Con: Why Richard T. Ford Thinks School Integration Could Use a Makeover
1 year ago
Did black lose more than they gained with desegregation?
In our Pro vs Con series, we ask two experts to weigh in on a hot button topic. This week, we tackle segregation in schools. Richard T. Ford is the George E. Osborne Professor of Law at Stanford Law School and the author of Rights Gone Wrong: How Law Corrupts the Struggle for Equality.
Loop 21: How did school desegregation following 1954’s Brown v. Board of Education impact the African-American community?
Richard T. Ford: School desegregation really didn’t start in earnest until the Civil Rights Act of 1964 tied federal funding of public schools to desegregation efforts. The ten years between Brown v. Board of Education and the Civil Rights Act was the era of Massive Resistance, when southern schools did everything they could to avoid desegregation. Once desegregation really got going, in the late 1960s and 1970s, the consequences for African-American communities were mixed. Desegregation typically meant closing Black schools and sending the students to formerly all-white schools. Desegregation meant access to better schools—schools with superior resources and better trained teachers. But it also meant that black schools—including some very good ones—were closed, and Black teachers and administrators laid off. It’s important to remember that these schools were often sources of real and well justified pride in some communities—teachers and principals were respected community leaders, and school was a haven for impressionable young people—a place where racism did not intrude, and where Black role models predominated.
[Also Read: Pro: Why School Integration is Still Important]
Many communities resented and regretted the loss of their local schools, even though people supported the broader goal of integration. And it’s an understatement to say black students were not always welcomed in their new schools.

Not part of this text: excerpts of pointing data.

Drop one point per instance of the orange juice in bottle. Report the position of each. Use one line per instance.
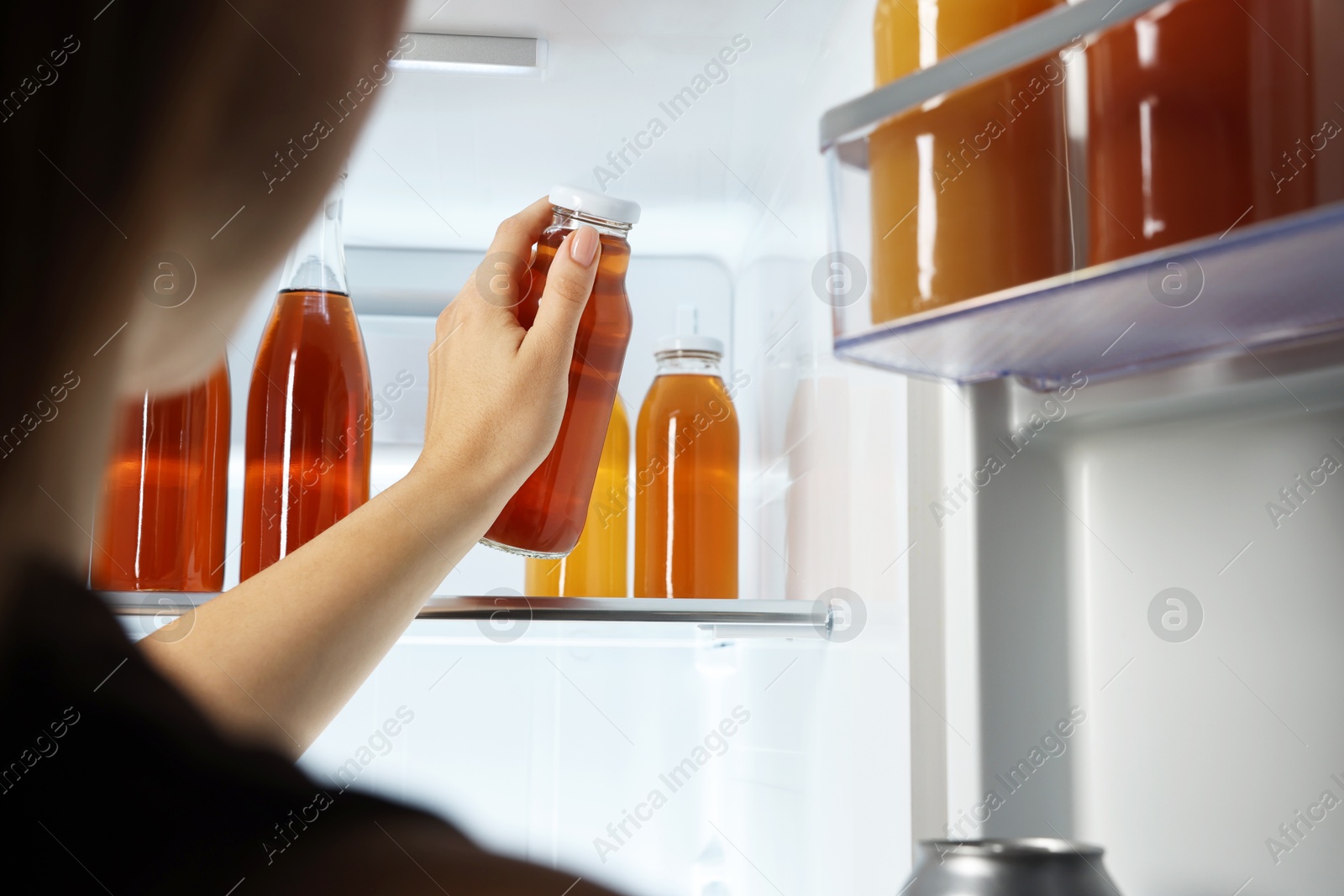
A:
(309, 409)
(546, 516)
(685, 483)
(165, 490)
(596, 567)
(969, 192)
(1202, 117)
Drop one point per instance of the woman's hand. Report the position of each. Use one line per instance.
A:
(496, 391)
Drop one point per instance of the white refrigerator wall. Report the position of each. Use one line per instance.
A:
(1156, 609)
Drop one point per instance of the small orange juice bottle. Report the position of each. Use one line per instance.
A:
(685, 457)
(596, 567)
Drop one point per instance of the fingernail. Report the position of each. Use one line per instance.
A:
(584, 244)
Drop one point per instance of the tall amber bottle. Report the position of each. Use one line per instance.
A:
(685, 481)
(596, 567)
(309, 410)
(969, 192)
(165, 490)
(1202, 117)
(548, 515)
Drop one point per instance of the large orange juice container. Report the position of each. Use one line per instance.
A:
(596, 567)
(165, 492)
(548, 515)
(971, 191)
(685, 481)
(309, 409)
(1202, 116)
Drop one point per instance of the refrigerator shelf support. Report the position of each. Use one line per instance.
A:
(847, 127)
(725, 618)
(1263, 285)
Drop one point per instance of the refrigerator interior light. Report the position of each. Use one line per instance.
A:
(474, 55)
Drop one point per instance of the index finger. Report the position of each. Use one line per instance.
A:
(503, 275)
(517, 234)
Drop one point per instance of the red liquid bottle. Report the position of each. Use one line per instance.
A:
(165, 492)
(546, 516)
(309, 410)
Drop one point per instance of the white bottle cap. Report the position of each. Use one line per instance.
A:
(596, 204)
(689, 343)
(689, 335)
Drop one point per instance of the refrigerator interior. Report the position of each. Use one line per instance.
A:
(1038, 600)
(537, 746)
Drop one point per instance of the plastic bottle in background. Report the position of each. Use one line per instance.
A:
(546, 516)
(685, 474)
(969, 192)
(1200, 117)
(165, 493)
(309, 409)
(596, 567)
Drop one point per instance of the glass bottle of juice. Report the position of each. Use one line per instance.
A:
(165, 492)
(546, 516)
(685, 485)
(1200, 117)
(596, 567)
(309, 410)
(969, 192)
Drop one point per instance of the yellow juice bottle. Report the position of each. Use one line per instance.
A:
(596, 567)
(969, 192)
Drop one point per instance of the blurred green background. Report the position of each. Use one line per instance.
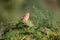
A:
(43, 13)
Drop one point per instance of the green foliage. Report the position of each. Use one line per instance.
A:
(43, 23)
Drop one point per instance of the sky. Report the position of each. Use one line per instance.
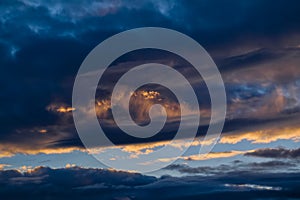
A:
(256, 47)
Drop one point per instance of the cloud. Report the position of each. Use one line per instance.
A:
(275, 153)
(236, 167)
(79, 183)
(54, 37)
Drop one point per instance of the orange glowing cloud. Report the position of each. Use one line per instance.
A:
(60, 108)
(263, 136)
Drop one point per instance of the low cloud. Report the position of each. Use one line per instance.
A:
(79, 183)
(275, 153)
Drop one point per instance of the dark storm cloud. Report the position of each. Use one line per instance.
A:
(80, 183)
(275, 153)
(42, 44)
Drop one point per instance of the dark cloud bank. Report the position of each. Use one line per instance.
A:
(42, 44)
(79, 183)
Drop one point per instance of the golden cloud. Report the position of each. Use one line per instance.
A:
(263, 136)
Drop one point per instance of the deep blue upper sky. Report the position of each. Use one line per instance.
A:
(255, 44)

Teachers were often openly contemptuous, others coddled black students—the soft racism of low expectations. Schools that were integrated on paper were typically, in fact, internally segregated, both because of informal choices of individual students and because of academic tracking policies that relegated the often less well prepared Black students to slow learner and remedial classes. In some cities, resistance was so intense that students feared for their safety. Needless to say, these were not conditions conducive to learning. This kind of friction was, of course, to be expected, but it’s fair to say desegregation was, for many black communities, a mixed blessing at best.
Loop 21: How is the legacy of school desegregation currently impacting the African-American community?
Ford: Again, a mixed bag. Some black students benefited a great deal from the better resources and exposure to white peers; they learned to get along with whites, made friends across the color line and established the social habits necessary to succeed in the mainstream. But others did not benefit, and some may be worse off than they would have been in segregated schools—especially if one posits that segregated schools would have received increased resources as an alternative to legally mandated desegregation.